Guide To Tulips

Our guide to tulip varieties

7th Feb 2025

Our Guide to Tulip Varieties

Tulips are a timeless symbol of spring, beloved for their vivid hues and graceful shapes. With countless varieties, there's a perfect tulip for every garden and floral arrangement.

Here’s our guide to a few popular tulip varieties…

Single Early Tulips

Single early tulips & Double early tulips

Single

Usually are one of the first to flower, often at the same time as daffodils. Because they open during the cooler weather, their flowers usually last longer than later-blooming tulips. Though they are a typical cup shape, they’ll open wider if planted in the full sun.

Double

Sturdy, reliable and long-lasting, these tulips are naturally prepared for the unpredictable British weather. Though they have short stems, they will open wide in the full sun.

Triumph Tulips

Triumph tulips

This is the largest group of tulips, and the one with the widest variety of colours. Long-lasting and hardy, they appear in the middle of spring.

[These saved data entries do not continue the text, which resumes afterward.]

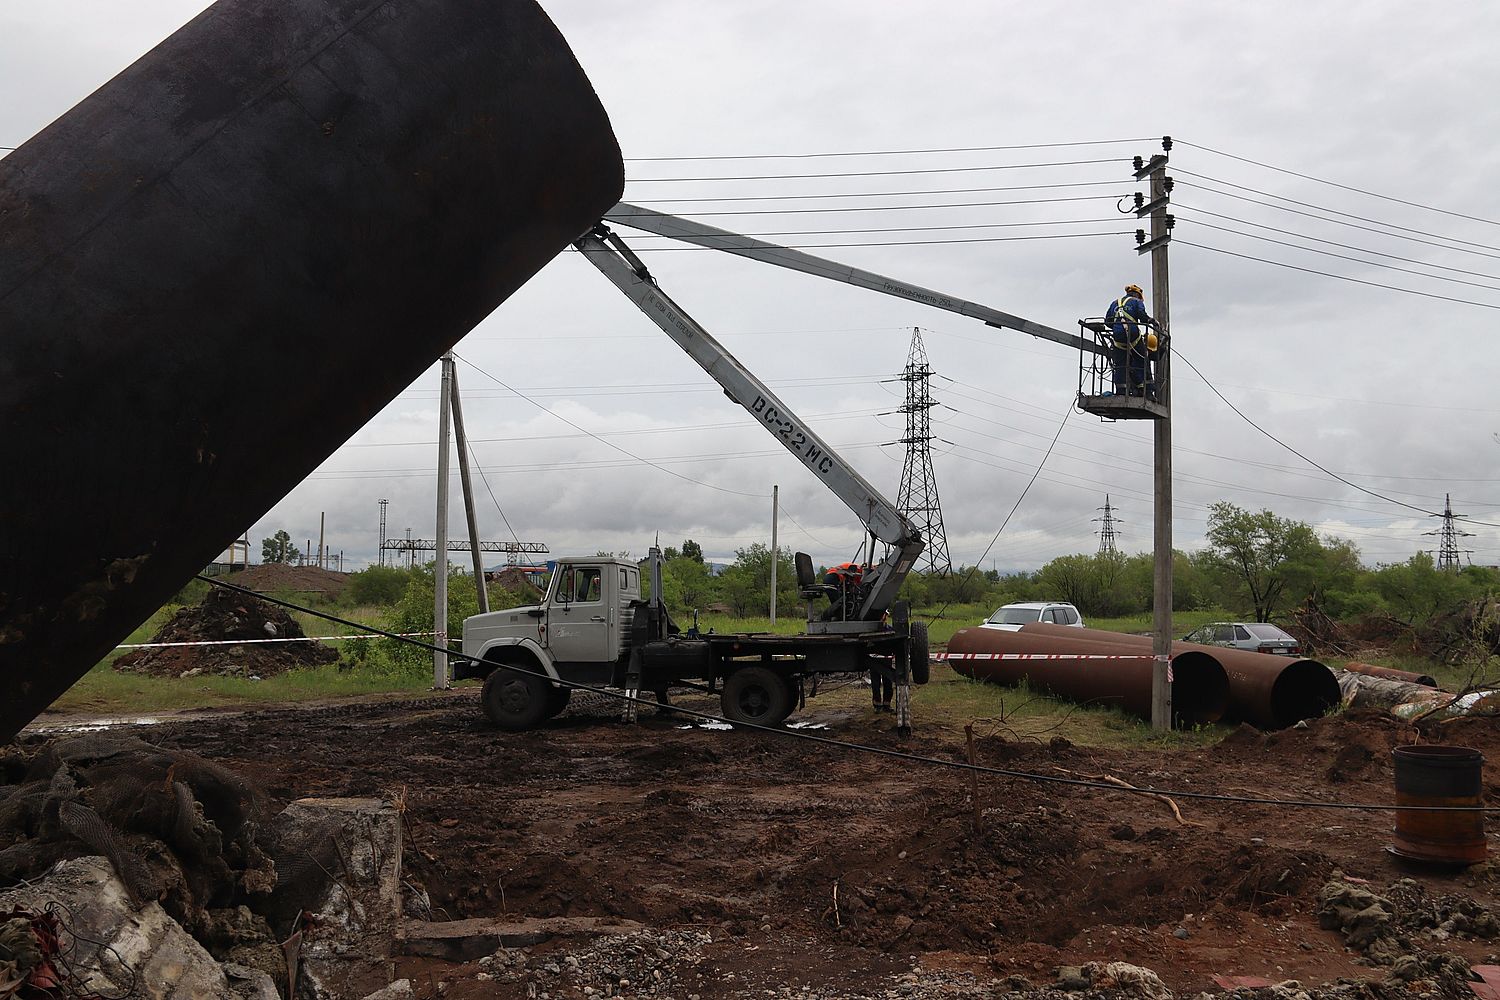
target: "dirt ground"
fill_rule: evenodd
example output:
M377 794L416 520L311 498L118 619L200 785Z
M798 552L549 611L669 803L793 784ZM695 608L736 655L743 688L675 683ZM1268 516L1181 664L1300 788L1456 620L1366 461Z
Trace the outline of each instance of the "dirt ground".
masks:
M797 718L839 741L962 752L950 734L924 733L920 715L907 741L868 712L814 702ZM600 916L706 932L696 964L676 973L683 996L863 995L913 982L914 970L1042 986L1059 966L1092 960L1154 969L1179 995L1217 989L1216 973L1305 986L1379 979L1318 925L1318 893L1336 870L1377 892L1410 877L1432 897L1500 908L1500 867L1431 872L1390 856L1391 813L1182 799L1180 824L1157 799L981 777L976 823L963 772L649 712L628 727L597 705L525 734L490 726L470 694L137 734L252 775L281 803L404 797L408 877L436 919ZM977 756L1046 775L1389 802L1390 750L1413 735L1388 718L1336 716L1270 735L1241 729L1202 750L990 736ZM1456 720L1432 738L1500 755L1493 720ZM1492 779L1485 799L1500 805ZM1500 941L1464 935L1419 943L1470 963L1500 952ZM466 978L477 967L403 959L394 971L430 992L449 980L449 998L528 995L524 982Z

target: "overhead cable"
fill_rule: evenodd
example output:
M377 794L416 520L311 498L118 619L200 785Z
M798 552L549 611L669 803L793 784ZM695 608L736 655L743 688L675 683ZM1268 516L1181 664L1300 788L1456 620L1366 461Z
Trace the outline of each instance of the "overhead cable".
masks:
M915 198L928 194L988 194L993 191L1051 191L1057 188L1118 187L1118 177L1107 181L1076 181L1071 184L1011 184L1006 187L928 188L925 191L843 191L834 194L746 194L717 198L653 197L657 205L700 205L717 201L830 201L834 198Z
M1407 205L1407 206L1409 206L1411 208L1420 208L1423 211L1426 211L1426 212L1436 212L1439 215L1449 215L1449 216L1452 216L1455 219L1467 219L1470 222L1483 222L1486 225L1500 226L1500 222L1497 222L1494 219L1486 219L1486 218L1482 218L1481 216L1478 216L1478 215L1466 215L1463 212L1452 212L1452 211L1449 211L1446 208L1438 208L1436 205L1424 205L1421 202L1407 201L1405 198L1397 198L1394 195L1380 194L1377 191L1367 191L1364 188L1352 187L1351 185L1348 185L1348 184L1340 184L1338 181L1330 181L1330 180L1328 180L1326 178L1323 178L1323 177L1314 177L1311 174L1303 174L1303 173L1299 173L1299 172L1297 172L1295 170L1288 170L1286 167L1278 167L1278 166L1274 166L1274 165L1272 165L1270 163L1262 163L1260 160L1252 160L1249 157L1236 156L1233 153L1226 153L1222 149L1214 149L1211 146L1200 146L1199 144L1197 144L1195 142L1188 142L1185 139L1177 139L1177 140L1174 140L1174 141L1177 142L1180 145L1183 145L1183 146L1191 146L1193 149L1201 149L1205 153L1213 153L1216 156L1227 157L1228 159L1231 159L1231 160L1239 160L1241 163L1249 163L1249 164L1252 164L1253 166L1264 167L1267 170L1274 170L1274 171L1276 171L1277 173L1280 173L1280 174L1289 174L1292 177L1300 177L1300 178L1302 178L1305 181L1313 181L1313 182L1318 183L1318 184L1327 184L1329 187L1336 187L1336 188L1339 188L1339 189L1344 190L1344 191L1352 191L1355 194L1366 195L1367 197L1370 197L1370 198L1379 198L1381 201L1394 202L1397 205Z
M1215 219L1224 219L1228 222L1236 222L1242 226L1253 226L1256 229L1265 229L1273 233L1280 233L1283 236L1295 236L1298 239L1308 240L1313 243L1322 243L1324 246L1339 247L1343 250L1357 250L1360 253L1370 254L1372 257L1384 257L1387 260L1399 260L1406 264L1421 264L1423 267L1430 267L1438 271L1452 271L1454 274L1468 274L1476 278L1494 278L1497 281L1500 281L1500 274L1491 274L1487 271L1469 271L1461 267L1449 267L1446 264L1433 264L1429 261L1419 260L1415 257L1402 257L1399 254L1384 253L1380 250L1371 250L1369 247L1356 246L1352 243L1339 243L1336 240L1325 240L1317 236L1309 236L1306 233L1293 232L1290 229L1281 229L1277 226L1268 226L1262 222L1251 222L1249 219L1241 219L1236 215L1225 215L1222 212L1210 212L1206 208L1198 208L1194 205L1188 205L1181 202L1173 202L1172 204L1173 207L1178 211L1192 212L1194 215L1209 215Z
M1245 415L1245 411L1241 410L1238 406L1235 406L1233 403L1231 403L1229 401L1229 398L1227 396L1225 396L1222 392L1220 392L1219 389L1218 389L1218 387L1215 386L1212 382L1210 382L1208 380L1208 377L1205 376L1201 371L1198 370L1198 366L1195 365L1195 364L1193 364L1192 361L1188 360L1188 358L1186 356L1184 356L1182 354L1182 352L1174 350L1172 352L1172 356L1175 357L1175 358L1180 358L1182 360L1183 364L1185 364L1189 368L1191 368L1193 370L1193 374L1197 375L1200 379L1202 379L1203 380L1203 384L1206 385L1206 386L1208 386L1209 390L1215 396L1218 396L1219 399L1224 403L1225 406L1229 407L1236 414L1238 414L1241 420L1245 421L1245 423L1247 423L1251 427L1255 428L1257 431L1259 431L1261 434L1263 434L1266 438L1268 438L1269 440L1271 440L1275 444L1278 444L1281 447L1285 448L1287 451L1291 452L1293 455L1296 455L1298 458L1302 459L1302 461L1306 462L1308 465L1311 465L1313 468L1317 469L1318 471L1324 473L1325 475L1332 476L1334 479L1337 479L1339 482L1343 483L1345 486L1348 486L1351 489L1359 490L1361 493L1364 493L1364 494L1367 494L1369 496L1372 496L1372 497L1374 497L1377 500L1383 500L1386 503L1394 504L1397 507L1405 507L1407 510L1414 510L1414 511L1416 511L1419 514L1425 514L1428 517L1442 517L1443 516L1442 514L1439 514L1436 511L1427 510L1425 507L1418 507L1415 504L1409 504L1409 503L1407 503L1404 500L1397 500L1394 497L1386 496L1384 493L1379 493L1379 492L1376 492L1375 490L1369 489L1368 487L1361 486L1361 485L1359 485L1356 482L1352 482L1352 481L1350 481L1348 479L1345 479L1343 476L1339 475L1337 472L1334 472L1333 470L1331 470L1328 467L1326 467L1326 466L1324 466L1324 465L1322 465L1322 464L1314 461L1313 459L1308 458L1302 452L1298 451L1296 448L1293 448L1291 445L1289 445L1285 441L1281 440L1281 438L1279 438L1276 435L1272 434L1270 431L1266 430L1260 424L1256 423L1254 420L1251 420L1248 416L1246 416ZM1490 524L1490 523L1488 523L1486 521L1472 521L1472 520L1469 520L1468 518L1464 518L1463 521L1464 521L1465 524L1478 524L1478 525L1482 525L1482 526L1484 526L1486 528L1500 528L1500 524Z
M698 181L800 181L823 177L909 177L915 174L973 174L988 170L1035 170L1042 167L1087 167L1127 162L1120 157L1102 160L1057 160L1051 163L996 163L983 167L918 167L911 170L845 170L827 174L744 174L735 177L631 177L628 184L685 184Z
M746 208L732 211L694 212L693 218L711 215L825 215L830 212L915 212L938 208L998 208L1004 205L1058 205L1070 201L1119 201L1128 192L1073 195L1068 198L1017 198L1010 201L963 201L941 205L860 205L855 208Z
M573 421L569 420L567 417L563 416L561 413L558 413L555 410L548 409L547 407L543 406L541 403L537 402L536 400L532 399L530 396L526 395L524 392L521 392L520 390L515 389L515 388L511 387L510 385L507 385L505 382L501 381L499 378L496 378L494 375L491 375L489 372L485 371L483 368L480 368L478 365L474 364L474 362L470 361L468 358L462 357L462 356L460 356L458 354L454 354L453 356L455 358L458 358L458 360L462 361L464 364L468 365L470 368L474 369L479 374L483 375L485 378L489 379L491 382L494 382L496 385L501 386L504 389L509 389L511 392L515 393L517 396L519 396L522 399L526 400L526 402L530 403L532 406L536 407L538 410L541 410L543 413L550 414L551 416L553 416L553 417L557 418L558 420L561 420L563 423L567 424L569 427L572 427L574 430L582 431L583 433L587 434L589 437L591 437L594 440L598 441L600 444L605 445L608 448L612 448L615 451L619 452L620 454L625 455L626 457L628 457L630 459L633 459L634 461L640 462L640 463L642 463L644 465L649 465L653 469L657 469L657 470L659 470L661 472L665 472L667 475L672 476L674 479L681 479L683 482L685 482L685 483L692 483L694 486L705 486L708 489L718 490L720 493L730 493L730 494L733 494L735 496L756 497L757 499L759 499L759 497L760 497L759 493L748 493L745 490L730 489L727 486L718 486L718 485L716 485L714 483L707 483L707 482L703 482L702 480L699 480L699 479L694 479L692 476L684 476L682 473L678 472L676 469L669 469L665 465L658 465L657 463L651 461L651 459L649 459L649 458L642 458L640 455L637 455L634 452L628 451L625 448L621 448L619 445L615 444L613 441L606 441L604 438L602 438L599 435L595 434L593 431L589 430L587 427L583 427L583 426L581 426L579 424L575 424Z
M998 153L1015 149L1064 149L1069 146L1118 146L1145 139L1087 139L1078 142L1028 142L1019 146L949 146L940 149L865 149L843 153L741 153L718 156L627 156L626 163L667 163L691 160L814 160L836 156L918 156L926 153ZM3 147L0 147L3 148Z
M1274 204L1274 203L1269 202L1269 201L1257 201L1254 198L1247 198L1247 197L1245 197L1242 194L1235 194L1232 191L1219 191L1219 190L1217 190L1215 188L1211 188L1211 187L1207 186L1206 184L1195 184L1192 181L1178 181L1177 184L1178 184L1179 187L1191 187L1191 188L1196 188L1199 191L1207 191L1208 193L1210 193L1210 194L1216 194L1216 195L1218 195L1221 198L1233 198L1236 201L1249 202L1252 205L1259 205L1262 208L1274 208L1278 212L1287 212L1287 213L1289 213L1291 215L1300 215L1300 216L1303 216L1303 217L1308 218L1308 219L1317 219L1319 222L1331 222L1331 223L1333 223L1336 226L1347 226L1350 229L1358 229L1358 230L1361 230L1361 231L1366 232L1366 233L1374 233L1377 236L1384 236L1387 239L1392 239L1392 240L1407 240L1408 242L1411 242L1411 243L1421 243L1421 244L1423 244L1425 246L1438 247L1439 249L1442 249L1442 250L1451 250L1451 251L1453 251L1455 253L1467 253L1467 254L1473 254L1476 257L1490 257L1490 258L1493 258L1495 260L1500 260L1500 254L1485 253L1484 252L1484 250L1486 250L1486 249L1487 250L1500 250L1500 247L1490 247L1490 246L1486 246L1485 244L1481 244L1481 243L1473 243L1473 244L1469 244L1469 246L1483 247L1484 249L1471 250L1471 249L1468 249L1468 247L1466 247L1466 246L1455 246L1454 245L1455 243L1462 243L1463 241L1461 241L1461 240L1453 240L1453 241L1450 241L1448 243L1434 243L1432 240L1424 240L1424 239L1421 239L1419 236L1404 236L1400 232L1392 232L1391 231L1393 229L1402 229L1403 227L1400 227L1400 226L1392 226L1392 227L1389 227L1388 229L1374 229L1374 228L1371 228L1370 226L1361 226L1358 223L1354 223L1354 222L1345 222L1343 219L1330 219L1326 215L1314 215L1312 212L1304 212L1301 209L1297 209L1297 208L1288 208L1285 205L1277 205L1277 204ZM1332 210L1330 209L1329 211L1332 211ZM1350 218L1358 218L1358 217L1357 216L1350 216ZM1417 229L1408 229L1408 230L1405 230L1405 231L1406 232L1412 232L1412 233L1421 233L1421 235L1423 235L1423 236L1437 235L1437 234L1432 234L1432 233L1422 233L1421 230L1417 230ZM1443 240L1449 239L1446 236L1437 236L1437 238L1438 239L1443 239Z
M1351 257L1344 253L1334 253L1332 250L1320 250L1317 247L1305 247L1296 243L1288 243L1286 240L1273 239L1270 236L1261 236L1259 233L1247 233L1239 229L1230 229L1228 226L1215 225L1212 222L1196 220L1194 225L1202 226L1204 229L1213 229L1221 233L1229 233L1232 236L1243 236L1246 239L1260 240L1262 243L1272 243L1279 247L1287 247L1292 250L1301 250L1303 253L1321 254L1324 257L1334 257L1338 260L1352 261L1356 264L1366 264L1370 267L1384 268L1387 271L1400 271L1402 274L1414 274L1419 278L1431 278L1433 281L1447 281L1455 285L1467 285L1470 288L1483 288L1486 291L1500 292L1500 285L1486 285L1478 281L1466 281L1463 278L1450 278L1443 274L1429 274L1426 271L1416 271L1409 267L1397 267L1395 264L1382 264L1380 261L1365 260L1361 257ZM1418 261L1417 263L1421 263Z
M1188 240L1174 238L1172 240L1178 246L1194 247L1198 250L1208 250L1212 253L1224 254L1228 257L1239 257L1241 260L1253 260L1261 264L1271 264L1274 267L1284 267L1290 271L1301 271L1304 274L1317 274L1325 278L1338 278L1340 281L1352 281L1356 285L1366 285L1370 288L1384 288L1392 292L1405 292L1407 295L1420 295L1424 299L1438 299L1442 302L1457 302L1466 306L1478 306L1481 309L1500 309L1500 305L1491 302L1476 302L1473 299L1460 299L1452 295L1438 295L1436 292L1421 292L1415 288L1403 288L1400 285L1387 285L1380 281L1366 281L1363 278L1353 278L1347 274L1334 274L1332 271L1319 271L1312 267L1299 267L1296 264L1288 264L1285 261L1269 260L1265 257L1256 257L1253 254L1235 253L1233 250L1225 250L1222 247L1211 247L1204 243L1191 243Z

Single & Double Late Tulips

Single & Double late tulips

Single late tulips

These late-blooming tulips appear in the early summer, and are among the most versatile on the market. They have large flowerheads, and their petals are often slightly pointed.

 

Double late tulips

Late to flower, this tulip appears towards the end of spring. Because of their large, silky, bowl-shaped flowerheads, they are also called ‘peony tulips’.

Darwin Hybrid Tulips

Darwin hybrid tulips

Blooming later in the season, these are taller than many other tulips, and are perennial, which means they can come back in future years provided the bulbs are well cared for. To encourage them to bloom for more than one year, plant them in a sunny spot, and ensure

soil is well-drained. Once the flowers have blooming, make sure to deadhead, and always let leaves slowly fade from green to yellow to help store energy for next year’s flowers.

Lily Flowered Tulips

Lily flowered tulips

With a unique fluted shape that flares at the top, this tulip flowers later in the season. They’re beloved for their elegant appearance and long stems

Fringed Tulips

Fringed tulips

Similar to Lily flower tulips, this variety has a very delicate, lace-like edge. Also called ‘parrot tulips’.

Rembrandt Tulips

Viridifolia tulips & Rembrandt tulips

Viridifolia tulips

Recognisable from the green streaks or ‘flames’ on their petals, the Viridifolia blooms during late spring. Their blooms are trumpet-shaped.

Rembrandt tulips

These bi-coloured tulips feature feather strokes of a secondary shade. Named for Dutch Golden Age painter Rembrandt van Rijn.

Kaufmanniana Tulips

Fosteriana tulips & Kaufmanniana tulips

Fosteriana tulips

Native to the Pamir Mountains and nearby areas of Afghanistan, Kyrgyzstan, Tajikistan and Uzbekistan, this early-flowering variety has flat, open blooms. Also called ‘Emperor tulips’.

Kaufmanniana tulips

This tulip is native to Central Asia, and its name references Konstantin von Kaufman, first Governor-General of Russian Turkestan where the tulip was found. Its six petals open out into a star shape similar to water lilies, earning it the nickname ‘water lily tulip’.